# Concentration



## Davidius (Dec 3, 2007)

Friends,

I have a terrible time concentrating! I do not know whether it is just a problem with me or something symptomatic of my entire brain-fried generation. When I sit down to read a book my mind wanders constantly. At the end of a chapter I often have no idea what I've read. I can't get work done! I sit down at my desk and dilly-dally here and there but always seem to get distracted by something. I can't sit still! This is terrible for my devotional life as well as my academic pursuits (which will be my career). How can I fix this?!?!


----------



## Theoretical (Dec 3, 2007)

CarolinaCalvinist said:


> Friends,
> 
> I have a terrible time concentrating! I do not know whether it is just a problem with or something symptomatic of my entire brain-fried generation. When I sit down to read a book my mind wanders constantly. At the end of a chapter I often have no idea what I've read. I can't get work done! I sit down at my desk and dilly-dally here and there but always seem to get distracted by something. I can't sit still! This is terrible for my devotional life as well as my academic pursuits (which will be my career). How can I fix this?!?!


 - This plagues me too.


----------



## py3ak (Dec 3, 2007)

Have you tried playing classical music to keep the non-reading part of your mind engaged and happy while you read? How about having something to fidget with while you read?


----------



## Richard King (Dec 3, 2007)

This issue is probably my single most troubling trait... or flaw.
You described me perfectly.
Most people who have anything to do with me are just used to it.
I get distracted by shiney objects, my brain insists on multitasking whether I want it to or not.
I have decided to just embrace it. I am too old to change.

I wish I could help you.
all I can tell you is you aren't alone.


What would Bawb do?


----------



## VictorBravo (Dec 3, 2007)

Start simple. Read a paragraph. Write down on a pad, in one sentence, what you think it means.

Keep trying.

Then do it for an entire page or section. Be very picky about key words, leave out words that don't add anything.

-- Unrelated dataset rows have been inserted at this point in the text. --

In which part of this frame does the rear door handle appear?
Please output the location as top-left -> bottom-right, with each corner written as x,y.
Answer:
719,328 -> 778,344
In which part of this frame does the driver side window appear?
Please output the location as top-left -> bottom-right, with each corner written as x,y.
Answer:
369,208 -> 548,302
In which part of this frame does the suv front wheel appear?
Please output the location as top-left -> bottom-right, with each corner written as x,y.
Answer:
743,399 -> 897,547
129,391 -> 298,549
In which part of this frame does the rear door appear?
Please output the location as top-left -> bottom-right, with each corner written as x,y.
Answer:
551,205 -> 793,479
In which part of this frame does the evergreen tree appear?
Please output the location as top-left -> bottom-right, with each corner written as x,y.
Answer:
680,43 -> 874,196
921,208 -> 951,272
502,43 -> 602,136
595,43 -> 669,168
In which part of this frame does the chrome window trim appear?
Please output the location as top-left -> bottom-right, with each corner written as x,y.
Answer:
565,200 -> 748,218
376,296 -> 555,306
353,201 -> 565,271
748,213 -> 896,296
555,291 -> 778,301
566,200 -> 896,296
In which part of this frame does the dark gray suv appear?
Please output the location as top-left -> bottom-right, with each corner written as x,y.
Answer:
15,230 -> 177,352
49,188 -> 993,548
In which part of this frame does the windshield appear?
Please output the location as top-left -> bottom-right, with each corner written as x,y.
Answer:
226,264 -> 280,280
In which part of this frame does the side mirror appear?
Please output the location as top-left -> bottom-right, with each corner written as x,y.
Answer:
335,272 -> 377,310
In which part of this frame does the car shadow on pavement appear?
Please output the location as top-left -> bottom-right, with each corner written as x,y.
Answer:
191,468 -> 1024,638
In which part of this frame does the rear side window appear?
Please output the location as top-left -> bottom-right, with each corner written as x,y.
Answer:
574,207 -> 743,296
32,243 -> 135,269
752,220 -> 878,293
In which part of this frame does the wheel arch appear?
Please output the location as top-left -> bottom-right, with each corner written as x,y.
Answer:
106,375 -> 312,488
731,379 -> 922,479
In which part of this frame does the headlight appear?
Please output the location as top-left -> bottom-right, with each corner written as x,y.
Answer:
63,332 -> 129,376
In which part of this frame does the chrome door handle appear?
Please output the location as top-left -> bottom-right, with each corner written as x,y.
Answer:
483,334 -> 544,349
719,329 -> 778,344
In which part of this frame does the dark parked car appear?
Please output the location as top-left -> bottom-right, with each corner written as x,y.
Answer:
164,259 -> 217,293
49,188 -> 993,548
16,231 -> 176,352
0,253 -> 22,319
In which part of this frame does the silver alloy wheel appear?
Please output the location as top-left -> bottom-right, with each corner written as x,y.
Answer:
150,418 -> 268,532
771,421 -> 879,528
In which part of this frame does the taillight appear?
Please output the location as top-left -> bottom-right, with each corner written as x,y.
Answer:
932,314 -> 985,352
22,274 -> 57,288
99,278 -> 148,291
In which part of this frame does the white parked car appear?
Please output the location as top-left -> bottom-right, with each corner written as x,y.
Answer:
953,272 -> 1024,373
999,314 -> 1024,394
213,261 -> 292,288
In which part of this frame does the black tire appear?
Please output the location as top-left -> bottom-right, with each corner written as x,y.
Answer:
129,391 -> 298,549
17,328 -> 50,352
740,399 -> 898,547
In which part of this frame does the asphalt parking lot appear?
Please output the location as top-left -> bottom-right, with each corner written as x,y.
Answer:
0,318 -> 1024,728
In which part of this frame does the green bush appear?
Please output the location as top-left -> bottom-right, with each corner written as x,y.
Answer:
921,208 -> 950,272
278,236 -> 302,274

At least, that is how this ADD kid gets it done.

I also add to my notes page numbers, references, etc. I use a little spiral pad. Then leave it alone for a day or so and look at it again. It's amazing the connections and recollections your mind will perform.

I think you are right that this generation has trouble. I don't think it is brain-frying so much as information overload. You have to focus to go deep. That means ignoring all the shiny objects that want to distract you. Practice at summarizing helps you do this.


----------



## VirginiaHuguenot (Dec 3, 2007)

Speaking generally, I think many of us are influenced by the limited attention span for which our TV-oriented culture is known. We scan headlines quickly without reading the full story and getting in-depth perspectives, get antsy when a worship service lasts more than 60-90 minutes, and rarely engage in the spiritual exercise of meditation which was so highly commended by the Puritans. As Thomas Watson said, "Meditation is chewing the cud." That is, taking time to digest slowly what we have heard in the sermon, read in a book, considered in light of divine revelation, pondered in our private devotion. 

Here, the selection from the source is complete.